Justa, 2019, Bois de chêne polychromé, 300 x 170 x 120 cm © Cedric Le Corf

CEDRIC LE CORF


Cedric Le Corf est né en 1985 à Bühl (Allemagne). Diplomé en 2009 avec félicitations du jury et mention de l’École Européenne Supérieure d’Art de Bretagne de Lorient (France), il vit et travaille en Bretagne.

Le paysage anatomique d’après les planches de Jacques Fabien Gautier d’Agoty s’est imposé au fil du temps comme le sujet de son travail.

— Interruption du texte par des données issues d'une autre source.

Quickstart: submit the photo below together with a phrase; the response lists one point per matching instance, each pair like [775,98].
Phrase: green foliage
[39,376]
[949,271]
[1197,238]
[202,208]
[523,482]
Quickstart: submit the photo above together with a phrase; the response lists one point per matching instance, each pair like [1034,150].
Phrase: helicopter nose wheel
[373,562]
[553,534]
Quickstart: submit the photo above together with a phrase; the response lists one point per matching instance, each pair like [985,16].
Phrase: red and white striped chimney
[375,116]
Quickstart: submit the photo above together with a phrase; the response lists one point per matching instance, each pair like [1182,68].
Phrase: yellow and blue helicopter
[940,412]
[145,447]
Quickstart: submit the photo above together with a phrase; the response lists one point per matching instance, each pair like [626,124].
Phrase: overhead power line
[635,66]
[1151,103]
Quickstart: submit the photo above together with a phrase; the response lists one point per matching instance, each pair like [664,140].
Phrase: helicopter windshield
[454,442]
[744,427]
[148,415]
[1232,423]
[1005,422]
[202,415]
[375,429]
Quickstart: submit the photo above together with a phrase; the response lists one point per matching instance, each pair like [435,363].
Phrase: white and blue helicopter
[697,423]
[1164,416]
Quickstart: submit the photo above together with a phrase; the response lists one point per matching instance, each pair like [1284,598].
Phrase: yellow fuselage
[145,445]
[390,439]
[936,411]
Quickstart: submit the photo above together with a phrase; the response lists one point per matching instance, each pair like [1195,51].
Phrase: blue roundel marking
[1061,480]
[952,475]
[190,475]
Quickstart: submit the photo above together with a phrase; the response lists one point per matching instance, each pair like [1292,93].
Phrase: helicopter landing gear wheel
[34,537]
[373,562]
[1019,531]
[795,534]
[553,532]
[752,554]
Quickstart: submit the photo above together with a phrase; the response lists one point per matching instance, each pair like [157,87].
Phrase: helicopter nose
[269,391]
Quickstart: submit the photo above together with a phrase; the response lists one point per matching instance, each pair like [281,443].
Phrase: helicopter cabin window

Peu à peu l’homme dépecé se métamorphose en homme paysage. L’homme, l’arbre et la terre ont en commun de posséder tous trois une écorce et donc de pouvoir être écorchés. Un corps disséqué n’est-il pas aussi une vaste étendue paysagée aux multiples accidents, de plissements et de crevasses ? La moindre rugosité osseuse n’est pas sans rappeler les paysages rocheux de Patinir ; le réseau veineux, artériel ou nerveux irrigue telles des rivières et des fleuves les plaines et les estuaires ; les muscles, glaise de la Genèse, modèlent gorges et tertres.

Se servant de cette métaphore, il emploie des racines végétales comme élément paysagé pour y imbriquer os, vertèbres ou rotule en porcelaine. La racine dans son sens étymologique est en effet une partie d'un élément implanté dans un autre, ne dit-on pas la racine d’une dent, d’un cheveu, la racine dorsale. Il oppose ainsi l’élément brut du chaos à la maîtrise de la création, l’aspérité au poli, la décomposition à l’inaltérable, la pérennité de l’art à l’homme éphémère.

Imprégné de l’héritage rhénan et armoricain, confronté au pathos de Grünewald, de Baldung Grien, des pendus « Des misères de la guerre » de Jacques Callot à « l’Ankou », des danses macabres de Kernascléden où l’animé et l’inanimé se côtoient, jusqu'à l’horreur des charniers de Sobibor, il essaie, en s’attachant au motif, de faire sourdre de sa substance la sculpture, la peinture ou la gravure que le sujet recèle.